There's no 'T' in 'lesbian' though, is there?

Unfortunately, male people ARE a dangerous and risky group, many of whom ARE out to get you, or indeed any woman.

eatfigs · 05/07/2024 13:47

ChishiyaBat · 05/07/2024 13:41

What on earth is "trans interpretation of womanhood" @Humtum ?

Trans impersonation of womanhood, more like.

IdgieThreadgoodeIsMyHeroine · 05/07/2024 13:48

Treelichen · 05/07/2024 13:24

I'm as GC as the come and I genuinely have no concerns about Labour.
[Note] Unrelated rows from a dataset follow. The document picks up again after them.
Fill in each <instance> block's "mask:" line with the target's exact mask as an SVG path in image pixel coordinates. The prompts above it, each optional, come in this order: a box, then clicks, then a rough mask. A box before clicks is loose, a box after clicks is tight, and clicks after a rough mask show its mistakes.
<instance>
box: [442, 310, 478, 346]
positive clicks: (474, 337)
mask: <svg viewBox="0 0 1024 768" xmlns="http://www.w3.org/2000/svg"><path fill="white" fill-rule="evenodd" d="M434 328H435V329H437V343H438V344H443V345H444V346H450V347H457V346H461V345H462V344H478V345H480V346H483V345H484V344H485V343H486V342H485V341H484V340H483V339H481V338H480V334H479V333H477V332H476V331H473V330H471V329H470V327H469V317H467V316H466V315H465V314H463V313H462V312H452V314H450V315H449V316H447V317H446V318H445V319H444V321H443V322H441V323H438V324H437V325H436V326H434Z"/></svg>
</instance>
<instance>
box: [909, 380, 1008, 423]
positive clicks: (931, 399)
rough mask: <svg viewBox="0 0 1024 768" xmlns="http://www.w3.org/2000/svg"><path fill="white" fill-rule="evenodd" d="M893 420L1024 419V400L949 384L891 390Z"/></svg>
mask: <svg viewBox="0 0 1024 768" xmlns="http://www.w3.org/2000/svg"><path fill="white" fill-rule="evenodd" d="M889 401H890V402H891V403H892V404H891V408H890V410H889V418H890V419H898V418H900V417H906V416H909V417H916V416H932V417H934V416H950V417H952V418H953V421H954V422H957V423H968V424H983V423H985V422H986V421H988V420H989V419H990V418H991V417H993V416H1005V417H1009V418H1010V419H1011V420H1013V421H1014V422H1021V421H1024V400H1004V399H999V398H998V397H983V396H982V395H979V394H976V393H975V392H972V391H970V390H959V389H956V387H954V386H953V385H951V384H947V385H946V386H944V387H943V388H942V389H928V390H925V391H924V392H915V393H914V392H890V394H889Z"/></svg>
I have been paying attention and there is literally nothing to see.

Keir Starmer was unable to define a woman until Tony Blair gave him a biology lesson about five days ago!

Ereshkigalangcleg · 05/07/2024 13:48

I'm personally open to celebrating trans interpretation of womanhood.

So a male gaze "interpretation of womanhood"?

Whyisthatonthefloor · 05/07/2024 13:49

Shortshriftandlethal · 05/07/2024 13:14

The early women's movement was predicated on the struggles of lesbian women.....The early pioneers were lesbians.

There have always been lesbian feminists of course, and some very active and effective ones, but nevertheless the lavender menace attitude was prevalent.

Humtum · 05/07/2024 13:50

I'd be surprised if there wasn't clarity and stipulation around this to limit exploitation of the law - it's not really in the spirit of things like progress and equality. Obviously, there are always going to be chancers - the idea that someone would go down this route to 'increase the chances to custody of their children" says it all (probably in the long run wouldn't do them any favours when reviewing them as a responsible adult based on this conduct)

These examples are a distraction but I don't think are going to disrupt the implementation of more progressive policies nor do they invalidate them. Of course, they'll be amplified by those for political gain.

In Scotland the rules are:

"they have lived in their acquired gender for at least two years. to make a statutory declaration that they intend to live in their acquired gender for the rest of their life...."

Humtum · 05/07/2024 13:52

ChishiyaBat · 05/07/2024 13:41

What on earth is "trans interpretation of womanhood" @Humtum ?

The way in which a trans women lives.